As merger rumors intensify between the country's largest health insurers, healthcare providers worry that increased consolidation will spell bad news for them.
News broke earlier this week that Anthem has made bids to take over Cigna, followed swiftly by reports that UnitedHealth Group had moved to acquire Aetna. Humana is also ripe for acquisition due to its large share of Medicare Advantage customers.
But healthcare providers fear that the emergence of a handful of mega-insurers will give health plans even greater control of payments, provider networks and contracts, Forbes reports. Any deal would face considerable scrutiny from the government, intervention that the American Hospital Association (AHA) seems to welcome.
"We expect the Department of Justice's antitrust division to scrutinize every deal," Melinda Hatton, AHA's general counsel and senior vice president, said in a statement to Forbes.
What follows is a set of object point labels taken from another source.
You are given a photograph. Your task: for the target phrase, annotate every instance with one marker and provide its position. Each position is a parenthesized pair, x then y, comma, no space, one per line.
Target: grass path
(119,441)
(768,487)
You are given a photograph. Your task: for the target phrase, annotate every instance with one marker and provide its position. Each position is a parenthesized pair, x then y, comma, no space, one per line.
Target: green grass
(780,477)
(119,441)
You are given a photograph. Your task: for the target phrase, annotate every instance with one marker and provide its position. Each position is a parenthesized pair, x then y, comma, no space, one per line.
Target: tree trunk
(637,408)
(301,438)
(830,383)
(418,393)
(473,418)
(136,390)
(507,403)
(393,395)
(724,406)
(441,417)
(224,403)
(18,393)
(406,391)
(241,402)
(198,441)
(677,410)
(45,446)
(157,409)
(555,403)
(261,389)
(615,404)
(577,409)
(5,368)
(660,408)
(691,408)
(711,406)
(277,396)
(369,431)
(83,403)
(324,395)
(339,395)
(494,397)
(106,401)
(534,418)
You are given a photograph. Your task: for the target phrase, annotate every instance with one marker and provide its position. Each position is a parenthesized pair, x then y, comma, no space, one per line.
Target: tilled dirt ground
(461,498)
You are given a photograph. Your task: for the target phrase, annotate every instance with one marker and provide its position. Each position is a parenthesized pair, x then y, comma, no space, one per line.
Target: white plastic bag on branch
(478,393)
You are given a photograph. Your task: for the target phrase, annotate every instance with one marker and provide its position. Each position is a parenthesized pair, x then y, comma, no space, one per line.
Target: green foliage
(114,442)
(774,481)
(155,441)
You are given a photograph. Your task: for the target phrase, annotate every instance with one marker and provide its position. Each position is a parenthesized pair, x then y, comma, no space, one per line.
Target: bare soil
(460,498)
The American Association of Family Physicians also expressed its concerns in a letter this month to the Federal Trade Commission (FTC), warning that major insurer mergers would "limit choices for consumers and decrease competition within the health insurance industry."
Yet hospitals and health systems are no strangers to increased consolidation--nor to federal regulators' efforts to thwart it. The FTC's recent strategy has been to allow deals to be completed before analyzing--and in some cases unwinding--mergers that have anticompetitive effects.
Still, at least one state official has joined healthcare providers in their concern about the consequences of major insurance company mergers.
"Generally speaking, further consolidation in the health insurance industry is not a good thing for consumers, employers or medical providers," Dave Jones, California's insurance commissioner, told the L.A. Times. Large, powerful organizations are also less likely to be transparent with their price and quality data, David Lansky, chief executive of the San Francisco-based Pacific Business Group on Health, told the newspaper.